Poi nell’ottobre del 2017 è entrata alla Pars «con diagnosi borderline grave. Lo stesso psichiatra che l’aveva in cura alla Pars confermerà la diagnosi. Diceva che Pamela poteva vivere momenti di lucidità anche se non sapeva rapportarsi con la realtà che viveva. Inoltre diceva che non era tanto presente a se stessa, e che aveva idee anche non collimanti con la cultura corrente. Il 29 gennaio 2018 la ragazza decide di allontanarsi. Poteva essere previsto, dalla sua patologia. Ci saremmo aspettati una indagine per capire come fosse stato possibile permetterle di andare via viste le patologie che aveva, i farmaci che assumeva e che aveva un amministratore di sostegno. Confido comunque che ci sia attento vaglio della procura su questo argomento». Poi ha parlato di Oseghale: «E’ venuto in Italia mentendo sin dall’inizio. Diceva di essere figlio di un membro di un partito, ucciso dopo le elezioni e si sarebbe allontanando da casa per non fare più ritorno. Ha mentito fin dall’inizio abusando – ha detto Verni –. Nonostante gli fosse stata respinta la richiesta di asilo e dovesse lasciare l’Italia, nel gennaio 2018 era ancora nel nostro Paese. Questo perché il provvedimento che respingeva la domanda, non appellato e quindi definitivo, mesi dopo non era ancora stato inviato alla commissione territoriale».

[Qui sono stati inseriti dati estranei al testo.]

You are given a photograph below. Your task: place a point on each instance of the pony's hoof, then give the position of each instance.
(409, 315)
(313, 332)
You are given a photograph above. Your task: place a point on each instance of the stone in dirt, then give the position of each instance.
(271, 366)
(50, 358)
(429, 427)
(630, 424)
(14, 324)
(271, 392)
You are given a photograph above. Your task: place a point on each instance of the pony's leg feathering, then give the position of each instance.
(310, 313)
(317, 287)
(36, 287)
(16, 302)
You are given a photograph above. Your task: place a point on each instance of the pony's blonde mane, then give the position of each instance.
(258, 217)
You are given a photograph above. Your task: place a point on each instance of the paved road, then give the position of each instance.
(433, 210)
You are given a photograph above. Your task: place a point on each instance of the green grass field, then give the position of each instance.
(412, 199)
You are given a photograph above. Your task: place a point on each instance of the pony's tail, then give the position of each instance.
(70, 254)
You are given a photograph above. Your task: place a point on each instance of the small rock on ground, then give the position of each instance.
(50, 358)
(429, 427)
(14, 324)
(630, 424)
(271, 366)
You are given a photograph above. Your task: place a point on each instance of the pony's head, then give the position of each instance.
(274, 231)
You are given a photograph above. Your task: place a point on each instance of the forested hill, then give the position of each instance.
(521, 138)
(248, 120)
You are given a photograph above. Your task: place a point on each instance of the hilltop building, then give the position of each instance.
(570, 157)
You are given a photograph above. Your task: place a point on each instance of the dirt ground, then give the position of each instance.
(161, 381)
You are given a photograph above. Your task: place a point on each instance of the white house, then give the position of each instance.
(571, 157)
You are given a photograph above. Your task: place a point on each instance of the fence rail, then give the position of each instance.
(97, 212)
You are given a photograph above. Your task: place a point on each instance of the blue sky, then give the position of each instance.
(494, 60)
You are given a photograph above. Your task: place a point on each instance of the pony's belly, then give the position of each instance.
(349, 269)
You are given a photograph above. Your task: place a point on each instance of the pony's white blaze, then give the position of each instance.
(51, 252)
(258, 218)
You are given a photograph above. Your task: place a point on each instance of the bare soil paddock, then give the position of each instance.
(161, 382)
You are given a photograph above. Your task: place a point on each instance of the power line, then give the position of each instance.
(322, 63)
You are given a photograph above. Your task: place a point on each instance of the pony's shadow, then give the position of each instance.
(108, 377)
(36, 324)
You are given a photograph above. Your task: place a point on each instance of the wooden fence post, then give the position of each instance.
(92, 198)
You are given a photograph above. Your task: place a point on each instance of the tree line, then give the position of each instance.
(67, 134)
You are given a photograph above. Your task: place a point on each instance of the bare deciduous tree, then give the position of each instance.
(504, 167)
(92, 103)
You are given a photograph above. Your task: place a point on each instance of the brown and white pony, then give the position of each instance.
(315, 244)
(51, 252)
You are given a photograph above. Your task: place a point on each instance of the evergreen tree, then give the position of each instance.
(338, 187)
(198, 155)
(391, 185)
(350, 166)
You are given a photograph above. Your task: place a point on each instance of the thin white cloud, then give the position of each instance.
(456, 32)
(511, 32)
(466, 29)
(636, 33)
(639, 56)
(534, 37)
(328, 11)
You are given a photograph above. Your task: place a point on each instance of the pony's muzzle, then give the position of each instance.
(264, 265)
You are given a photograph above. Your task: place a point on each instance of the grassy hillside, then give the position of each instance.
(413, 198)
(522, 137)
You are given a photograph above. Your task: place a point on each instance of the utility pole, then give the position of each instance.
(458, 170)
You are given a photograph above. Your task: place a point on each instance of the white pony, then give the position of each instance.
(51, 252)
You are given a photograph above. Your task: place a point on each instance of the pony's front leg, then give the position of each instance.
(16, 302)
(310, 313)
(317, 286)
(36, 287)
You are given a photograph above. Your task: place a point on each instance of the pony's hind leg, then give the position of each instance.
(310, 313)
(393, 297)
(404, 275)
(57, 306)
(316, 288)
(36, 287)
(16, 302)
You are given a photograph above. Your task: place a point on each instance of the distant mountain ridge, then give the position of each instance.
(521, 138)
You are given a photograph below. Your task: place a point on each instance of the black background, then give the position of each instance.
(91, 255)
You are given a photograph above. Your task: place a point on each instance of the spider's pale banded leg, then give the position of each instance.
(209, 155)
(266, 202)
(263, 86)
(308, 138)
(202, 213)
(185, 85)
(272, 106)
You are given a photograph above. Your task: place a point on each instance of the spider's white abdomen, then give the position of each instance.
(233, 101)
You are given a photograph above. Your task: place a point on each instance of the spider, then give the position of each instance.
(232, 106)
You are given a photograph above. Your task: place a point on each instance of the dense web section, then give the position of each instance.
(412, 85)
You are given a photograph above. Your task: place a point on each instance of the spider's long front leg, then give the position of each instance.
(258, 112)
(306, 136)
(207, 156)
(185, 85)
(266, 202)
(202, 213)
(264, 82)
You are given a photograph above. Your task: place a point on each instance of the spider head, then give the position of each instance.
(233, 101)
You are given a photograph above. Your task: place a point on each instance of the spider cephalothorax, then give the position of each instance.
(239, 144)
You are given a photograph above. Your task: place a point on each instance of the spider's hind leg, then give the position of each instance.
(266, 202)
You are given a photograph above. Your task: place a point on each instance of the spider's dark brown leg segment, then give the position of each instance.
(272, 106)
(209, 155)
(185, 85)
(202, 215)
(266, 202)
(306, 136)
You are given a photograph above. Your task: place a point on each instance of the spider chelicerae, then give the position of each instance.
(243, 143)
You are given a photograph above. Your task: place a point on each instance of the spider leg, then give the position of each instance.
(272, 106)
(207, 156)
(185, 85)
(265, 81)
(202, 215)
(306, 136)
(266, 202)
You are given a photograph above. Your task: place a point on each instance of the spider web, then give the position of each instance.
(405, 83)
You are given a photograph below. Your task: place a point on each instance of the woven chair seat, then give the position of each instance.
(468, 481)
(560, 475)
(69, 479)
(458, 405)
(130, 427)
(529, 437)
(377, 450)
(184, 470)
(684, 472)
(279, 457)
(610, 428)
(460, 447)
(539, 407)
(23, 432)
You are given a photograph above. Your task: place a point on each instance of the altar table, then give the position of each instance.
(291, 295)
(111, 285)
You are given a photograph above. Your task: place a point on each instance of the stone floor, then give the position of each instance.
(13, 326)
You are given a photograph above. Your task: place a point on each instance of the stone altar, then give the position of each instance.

Ha poi sottolineato, in base a quanto affermato nel corso del processo dal medico legale Mariano Cingolani, che ha svolto l’autopsia per la procura: «Quello di Pamela è un unicum. In 50 anni solo 16 casi al mondo sono simili a quello accaduto a Pamela, disarticolazioni. Ma in nessuno di questi era stata staccata la testa dal tronco». Poi rivolto ai giudici ha detto «siete chiamati a fare una sentenza che farà giurisprudenza su di un caso il cui ricordo rimarrà per anni e anni». Ha anche chiesto alla Corte di immedesimarsi in ciò che era accaduto a Pamela e sottolineato: «Pensate all’abilità manuale avuta dall’imputato. Pensate all’abitudine che doveva avere l’imputato nel ridurre in quel modo un altro essere umano. D’altronde i suoi stessi connazionali dicono che era abituato e lo aveva fatto altre volte, in Nigeria». Ha riferito che andrebbe chiarita la posizione di Desmond Lucky citando il fatto che sarebbe stato presente nella casa di via Spalato 124 il 30 gennaio, e che avrebbe dato una spinta a Pamela facendole battere la testa prima di andarsene. Ha poi concluso che è «pacifico» la ragazza sia stata uccisa e che non vi sia stata overdose. Sulla richiesta della procura a 30 anni e 18 mesi di isolamento diurno per Oseghale: «Siamo soddisfatti, è ciò che ci aspettavamo» ha commentato Verni.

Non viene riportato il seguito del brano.